This is mostly not a position discussed in linguistics (it is sort of identifiable as an application of nihilism in philosophy), but on occasion – this is one – linguists can offer reasons to reject the claim.
The main linguistic attack would be against the premise that there is a problem, the claim that "all languages are inadequate for every purpose languages are assigned (thinking, communicating, etc.)". The two fatally-weak concepts therein are "assigned" and "inadequate". In lieu of a theistic premise, languages aren't "assigned" (by who?). Language is a tool, just as a hammer is a tool. It is up to a person in possession of the tool to use the tool for a given purpose. Typically, hammers are used to drive nails into soft substances, but they can be used to break up hard substances, or used to acquire food ("I'll trade you this pizza for your hammer"). You might imagine some idiot nihilist rephrasing the claim as "for any imaginable purpose", but I successfully insulted the nihilist using language.
The nihilist, of course, has to posit that his idea cannot be conveyed to others, since you certainly can't convey the proposition non-linguistically, so in fact if the nihilist is correct, he never communicated the claim to anyone else, nor did he think of the claim (using what? Language!).
The nihilist may then retreat to the position that his attempt to express the idea has some form, but it isn't adequate. Again, common sense tells you that people can use language to achieve various ends. We know that Bene Gesserit Voice is total fiction, so you cannot overcome free will linguistically, but this is not a fact about language, this is a fact about free will.
The most attackable fact about language that suggests "inadequacy" is "ambiguity", the fact that a given linguistic object can refer to more than one imaginable state of affairs. For instance, the verb "die" might be assigned a particular definition such that living things ceasing to be alive is "dying". And yet we do say that "my phone just died", worse yet, that could refer to permanent non-functioning (bricking) or temporary non-functioning (battery ran out).
The problem here is that language is inadequate from one perspective (micro-precise description of a state of affairs) and totally adequate from a competing perspective (identifying a functional similarity between two states of affairs). Indeed, a simple word like "dog" is both perfectly adequate (in unifying disparate individuals) and totally inadequate (in allowing the unification of clearly different individuals). Adequacy is meaningless without a purpose: the nihilist failed to consider competing purposes.

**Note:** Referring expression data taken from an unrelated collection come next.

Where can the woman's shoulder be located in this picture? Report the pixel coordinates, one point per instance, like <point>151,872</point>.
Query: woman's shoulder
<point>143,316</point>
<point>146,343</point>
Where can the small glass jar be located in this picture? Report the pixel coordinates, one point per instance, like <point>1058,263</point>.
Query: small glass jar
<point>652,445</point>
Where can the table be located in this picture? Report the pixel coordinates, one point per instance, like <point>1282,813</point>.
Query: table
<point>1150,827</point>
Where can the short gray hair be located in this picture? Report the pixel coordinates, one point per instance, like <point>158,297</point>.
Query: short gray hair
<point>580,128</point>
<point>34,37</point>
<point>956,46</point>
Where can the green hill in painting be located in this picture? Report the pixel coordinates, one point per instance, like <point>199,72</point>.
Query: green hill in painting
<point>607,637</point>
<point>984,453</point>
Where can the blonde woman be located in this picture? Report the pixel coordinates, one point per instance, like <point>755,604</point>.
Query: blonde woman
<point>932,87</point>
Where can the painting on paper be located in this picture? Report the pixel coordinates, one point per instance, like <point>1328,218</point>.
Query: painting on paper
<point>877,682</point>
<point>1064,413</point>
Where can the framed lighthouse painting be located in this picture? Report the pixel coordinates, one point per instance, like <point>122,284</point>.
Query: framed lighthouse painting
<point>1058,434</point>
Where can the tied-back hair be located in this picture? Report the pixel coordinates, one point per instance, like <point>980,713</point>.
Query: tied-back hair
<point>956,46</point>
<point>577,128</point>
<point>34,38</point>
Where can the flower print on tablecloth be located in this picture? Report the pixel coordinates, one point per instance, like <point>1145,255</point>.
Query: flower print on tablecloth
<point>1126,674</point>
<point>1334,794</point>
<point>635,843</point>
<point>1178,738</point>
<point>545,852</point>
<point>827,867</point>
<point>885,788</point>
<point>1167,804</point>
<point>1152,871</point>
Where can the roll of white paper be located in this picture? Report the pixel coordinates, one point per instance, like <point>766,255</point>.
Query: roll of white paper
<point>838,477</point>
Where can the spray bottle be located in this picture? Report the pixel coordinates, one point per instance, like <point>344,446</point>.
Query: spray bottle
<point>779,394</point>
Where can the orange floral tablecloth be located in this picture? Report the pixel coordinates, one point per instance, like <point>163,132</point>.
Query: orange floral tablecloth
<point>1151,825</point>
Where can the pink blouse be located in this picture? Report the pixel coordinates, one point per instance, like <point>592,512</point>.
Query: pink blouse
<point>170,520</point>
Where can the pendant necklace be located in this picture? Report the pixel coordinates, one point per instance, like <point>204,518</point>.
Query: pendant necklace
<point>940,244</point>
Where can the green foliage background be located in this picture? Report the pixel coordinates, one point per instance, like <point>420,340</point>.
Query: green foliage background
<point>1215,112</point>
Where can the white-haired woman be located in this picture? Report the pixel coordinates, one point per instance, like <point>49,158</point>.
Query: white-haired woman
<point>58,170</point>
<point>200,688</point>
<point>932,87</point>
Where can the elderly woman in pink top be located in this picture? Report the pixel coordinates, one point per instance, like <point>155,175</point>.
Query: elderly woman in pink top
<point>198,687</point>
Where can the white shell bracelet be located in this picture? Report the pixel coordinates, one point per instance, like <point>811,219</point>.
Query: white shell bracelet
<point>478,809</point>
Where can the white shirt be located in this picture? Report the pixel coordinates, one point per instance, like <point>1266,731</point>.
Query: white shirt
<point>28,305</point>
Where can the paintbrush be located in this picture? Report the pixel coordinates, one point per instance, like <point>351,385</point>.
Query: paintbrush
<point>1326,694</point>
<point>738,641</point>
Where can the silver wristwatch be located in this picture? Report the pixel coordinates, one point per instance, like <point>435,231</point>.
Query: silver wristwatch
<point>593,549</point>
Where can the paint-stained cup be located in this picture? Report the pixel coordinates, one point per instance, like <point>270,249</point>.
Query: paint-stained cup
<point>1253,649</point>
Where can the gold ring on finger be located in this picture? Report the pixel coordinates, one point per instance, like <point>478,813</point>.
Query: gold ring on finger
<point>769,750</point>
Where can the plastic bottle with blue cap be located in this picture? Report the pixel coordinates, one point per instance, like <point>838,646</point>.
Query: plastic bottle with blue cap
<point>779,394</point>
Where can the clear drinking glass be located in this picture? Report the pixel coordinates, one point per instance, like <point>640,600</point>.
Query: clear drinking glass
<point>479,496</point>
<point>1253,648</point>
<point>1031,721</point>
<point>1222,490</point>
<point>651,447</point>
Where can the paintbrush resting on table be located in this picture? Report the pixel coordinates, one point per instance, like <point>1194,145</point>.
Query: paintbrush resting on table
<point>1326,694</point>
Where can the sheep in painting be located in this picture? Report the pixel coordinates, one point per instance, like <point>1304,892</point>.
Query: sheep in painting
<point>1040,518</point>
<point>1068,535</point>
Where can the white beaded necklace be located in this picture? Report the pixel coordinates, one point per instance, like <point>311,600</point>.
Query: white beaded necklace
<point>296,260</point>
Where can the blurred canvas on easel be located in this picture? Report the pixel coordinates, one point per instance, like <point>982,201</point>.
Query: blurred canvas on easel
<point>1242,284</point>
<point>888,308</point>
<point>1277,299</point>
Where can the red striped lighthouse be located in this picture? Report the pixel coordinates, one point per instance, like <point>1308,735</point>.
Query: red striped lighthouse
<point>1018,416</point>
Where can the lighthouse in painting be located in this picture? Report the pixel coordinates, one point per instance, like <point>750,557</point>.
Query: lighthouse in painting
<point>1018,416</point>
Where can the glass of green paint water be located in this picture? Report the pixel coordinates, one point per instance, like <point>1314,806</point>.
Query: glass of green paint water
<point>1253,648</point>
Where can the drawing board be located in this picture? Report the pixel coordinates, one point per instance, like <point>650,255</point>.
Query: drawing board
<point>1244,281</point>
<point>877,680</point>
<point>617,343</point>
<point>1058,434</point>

The basic flaw in the argument is the attempt to lay blame on language and to ignore the nature of reasoning. I hereby posit a radical version of subjective idealism: "Only The Mind exists". Feel free to try to disprove this: my retort will be "Only The Mind exists". Perhaps I might say "Nothing exists besides The Mind". I have now analogously proven that "reasoning is inadequate for everything".
As you might guess, linguists generally don't take such nonsense seriously. The linguist's response is "Your problem is not with language".